On November 26, 2015, the CES President, Benoît Gauthier, wrote the following letter to the President of the Treasury Board of Canada, Scott Brison, about how the CES can support him in the implementation of his mandate letter, specifically with regard to evaluation.
The Honourable Scott Brison, P.C., M.P.
President of the Treasury Board of Canada
East Tower, 9th Floor
140 O'Connor Street
Ottawa, Ontario K1A 0G5
Congratulations on your nomination as President of the Treasury Board of Canada. Your responsibilities are profoundly important to the governance of Canada. The Canadian Evaluation Society (CES) would like to offer you and the Treasury Board its support in the implementation of your mandate letter.
The tasks and objectives that the Prime Minister has assigned to you and your colleagues are commendable and relate directly to the mission and vision of the CES:
- "To ensure that we have a strong focus on results, I will expect Cabinet committees and individual ministers to: track and report on the progress of our commitments; assess the effectiveness of our work; and align our resources with priorities, in order to get the results we want and Canadians deserve."
- "I expect that our work will be informed by performance measurement, evidence, and feedback from Canadians. We will direct our resources to those initiatives that are having the greatest, positive impact on the lives of Canadians, and that will allow us to meet our commitments to them. I expect you to report regularly on your progress toward fulfilling our commitments and to help develop effective measures that assess the impact of the organizations for which you are answerable."
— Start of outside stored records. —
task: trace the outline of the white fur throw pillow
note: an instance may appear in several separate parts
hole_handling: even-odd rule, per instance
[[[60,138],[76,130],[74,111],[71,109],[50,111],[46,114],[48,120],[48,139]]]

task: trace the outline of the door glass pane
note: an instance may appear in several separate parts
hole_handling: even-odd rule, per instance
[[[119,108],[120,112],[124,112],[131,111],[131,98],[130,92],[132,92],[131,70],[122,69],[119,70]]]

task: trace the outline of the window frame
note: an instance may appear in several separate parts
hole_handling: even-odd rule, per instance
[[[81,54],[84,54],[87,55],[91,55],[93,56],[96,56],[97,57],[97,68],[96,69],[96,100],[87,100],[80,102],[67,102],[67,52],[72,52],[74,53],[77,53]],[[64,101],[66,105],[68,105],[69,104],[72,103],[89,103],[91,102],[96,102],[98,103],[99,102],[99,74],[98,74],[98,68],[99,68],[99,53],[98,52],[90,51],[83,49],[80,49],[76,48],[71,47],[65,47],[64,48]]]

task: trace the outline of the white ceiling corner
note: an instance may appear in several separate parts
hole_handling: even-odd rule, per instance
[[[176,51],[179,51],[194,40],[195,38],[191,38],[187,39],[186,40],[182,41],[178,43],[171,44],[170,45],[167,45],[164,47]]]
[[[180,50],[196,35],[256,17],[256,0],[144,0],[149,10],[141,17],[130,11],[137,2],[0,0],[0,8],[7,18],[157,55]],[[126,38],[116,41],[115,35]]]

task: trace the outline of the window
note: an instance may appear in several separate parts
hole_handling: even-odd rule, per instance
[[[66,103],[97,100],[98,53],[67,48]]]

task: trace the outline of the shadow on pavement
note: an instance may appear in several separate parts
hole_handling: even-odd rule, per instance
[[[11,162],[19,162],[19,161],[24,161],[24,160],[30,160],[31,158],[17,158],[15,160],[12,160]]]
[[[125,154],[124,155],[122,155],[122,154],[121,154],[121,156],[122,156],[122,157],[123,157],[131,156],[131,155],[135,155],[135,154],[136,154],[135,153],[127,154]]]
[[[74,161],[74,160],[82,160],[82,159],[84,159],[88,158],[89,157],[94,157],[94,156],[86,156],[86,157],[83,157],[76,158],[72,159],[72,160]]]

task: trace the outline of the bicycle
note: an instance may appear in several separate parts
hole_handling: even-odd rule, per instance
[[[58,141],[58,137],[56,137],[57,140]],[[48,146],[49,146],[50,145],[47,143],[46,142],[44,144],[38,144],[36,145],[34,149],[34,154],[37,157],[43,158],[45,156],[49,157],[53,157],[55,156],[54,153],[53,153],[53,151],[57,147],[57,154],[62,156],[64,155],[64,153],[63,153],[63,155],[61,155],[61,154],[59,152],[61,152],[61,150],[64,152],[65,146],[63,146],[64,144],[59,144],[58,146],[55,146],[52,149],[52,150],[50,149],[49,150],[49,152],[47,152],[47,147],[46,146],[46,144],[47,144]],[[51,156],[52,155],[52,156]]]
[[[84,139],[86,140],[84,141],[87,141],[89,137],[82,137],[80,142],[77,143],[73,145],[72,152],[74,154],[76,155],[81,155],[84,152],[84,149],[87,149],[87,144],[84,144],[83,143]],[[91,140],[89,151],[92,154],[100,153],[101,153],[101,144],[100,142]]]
- "Responsible governments rely on sound evidence to make decisions to ensure we obtain good value for our money. You should work with your colleagues to ensure that they are devoting a fixed percentage of program funds to experimenting with new approaches to existing problems and measuring the impact of their programs. I expect you to instill a strengthened culture of measurement, evaluation, and innovation in program and policy design and delivery. This should include publicly releasing all key information that informs the decisions we make."
- "In particular, I will expect you to work with your colleagues and through established legislative, regulatory, and Cabinet processes to deliver on your top priorities: [...] set up a mechanism to conduct rigorous assessments of the performance of key government services. [...] Take a leadership role to review policies to improve the use of evidence and data in program innovation and evaluation, more open data, and a more modern approach to comptrollership. [...] Work with the Minister of Finance and your colleagues to conduct a review of tax expenditures and other spending to reduce poorly targeted and inefficient measures, wasteful spending, and government initiatives that are ineffective or have outlived their purpose."
The field of program and policy evaluation has the structure, tooling, conceptual frameworks, approaches, and experience to provide the Government of Canada with rigorous, reliable, reproducible, and actionable evidence on which to base decisions. The CES is at the forefront of the evaluation movement in Canada and internationally. We are here to help.
We are a strong supporter of the professionalization of evaluation work and of evaluators. We support an inclusive definition of evaluation, the ethical performance of evaluation work, the disciplined implementation of recognized international standards of practice, and the recognition of competent evaluators through the only professional designation for evaluators available internationally. The CES is ready to guide evaluation policy development, train staff and trainers, customize offerings, and recognize professionals. We hope that the Treasury Board Secretariat will accompany us in this movement in favour of the organized and innovative practice of evaluation in Canada, in particular with regard to the use of the Credentialed Evaluator professional designation. The Government of Canada has been at the cutting edge of evaluation in Canada since the early 70s; it is important that it maintain this position now.
I am available to discuss possible cooperation between the Treasury Board, Treasury Board Secretariat, and the CES with you or with representatives from your organization.